After my ‘A’ levels (pre-university), I was already thinking of going to seminary in preparation for ministering full time in church. Dad and mum convinced me that I should prepare for a secure job and serve God as a committed layman. They had suffered much during World War 2 and wanted their only son (and possible grandchildren) not to have to struggle to make ends meet. After all, they said, even the apostle Paul had a regular profession — tentmaker — while he served as a missionary.
My theology wasn’t that nuanced then. God does call people to serve in the marketplace. But there was the matter of my personal assignment. What was God calling me to do? Listening to my parents (this was the default response of my generation), I applied to the University of Singapore and, by some miracle, got a place in dental school. (If I applied today with those same grades, I wouldn’t even be on the waiting list.) I thought my life was settled. I would be a dentist and serve God in some lay capacity.
But throughout dental school, I continued to be concerned for the church. People were being won to the Lord but the quality of Bible teaching and preaching in most churches I knew was poor, so God’s people were not growing in Christ. For some reason this really bothered me. (I have since learnt that the Lord gives different burdens to different people.) I was even upset with Christ. After all, He was the Lord of the church. It was His responsibility to care for His church and that included calling out the pastors and Bible teachers the church needed. Why was He not doing so? Why was He failing in this key responsibility?

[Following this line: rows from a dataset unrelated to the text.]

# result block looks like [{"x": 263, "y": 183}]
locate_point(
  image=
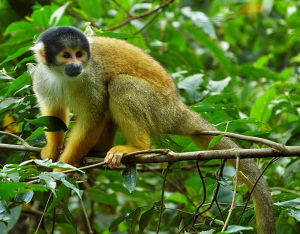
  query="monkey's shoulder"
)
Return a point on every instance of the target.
[{"x": 120, "y": 57}]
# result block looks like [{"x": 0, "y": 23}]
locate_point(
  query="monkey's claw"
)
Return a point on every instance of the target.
[
  {"x": 116, "y": 153},
  {"x": 114, "y": 156},
  {"x": 49, "y": 152}
]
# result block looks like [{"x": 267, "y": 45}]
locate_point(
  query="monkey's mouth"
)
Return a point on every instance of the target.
[{"x": 73, "y": 69}]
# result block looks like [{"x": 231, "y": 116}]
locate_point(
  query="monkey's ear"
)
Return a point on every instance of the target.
[{"x": 39, "y": 52}]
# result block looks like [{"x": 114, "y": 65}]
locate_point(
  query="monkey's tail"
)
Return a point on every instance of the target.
[{"x": 263, "y": 204}]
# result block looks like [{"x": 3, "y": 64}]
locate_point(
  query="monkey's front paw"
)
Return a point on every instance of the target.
[
  {"x": 50, "y": 153},
  {"x": 114, "y": 156}
]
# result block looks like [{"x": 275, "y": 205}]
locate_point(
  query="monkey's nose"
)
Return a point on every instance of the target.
[{"x": 73, "y": 69}]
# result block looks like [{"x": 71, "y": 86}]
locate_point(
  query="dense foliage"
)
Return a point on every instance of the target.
[{"x": 236, "y": 62}]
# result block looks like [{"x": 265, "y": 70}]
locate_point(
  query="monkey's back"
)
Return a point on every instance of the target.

Then came the night that was to change my life. It was my final year of dental school. I was back in Penang on holiday. After prayer meeting one evening, a group of us adjourned to Gurney Drive for supper. Roger Capps was also in that group. Sometime that evening I turned to Roger and asked the fateful question: “Why wasn’t Jesus calling out more of His people to serve as pastor-teachers when the need was so obvious?” Roger’s answer was to change my life. “The Lord is calling but His people are not responding. You, for example.” Roger assures me that he is not always so direct. But that evening he was and it was a prophetic word that would change the whole trajectory of my life.
Looking back on that exchange that happened so many years ago (1977), it is clear to me now that Roger was just calling out what the Spirit had already been saying to me for some time. It wasn’t Roger who influenced me to enter the pastorate. It was the Spirit, God Himself. As a good mentor, Roger helped me recognise “the already present action of God”.
Bernice and I are committed to mentoring, encouraging and equipping others to mentor. But we are both clear that it is God who changes lives, not mentors. The mentor is a catalyst, a servant of the Lord who seeks to help the mentoree recognise the hand of God in his or her life. The need for spiritual mentoring is more critical than ever. But we need mentors who understand that God is the primary mentor.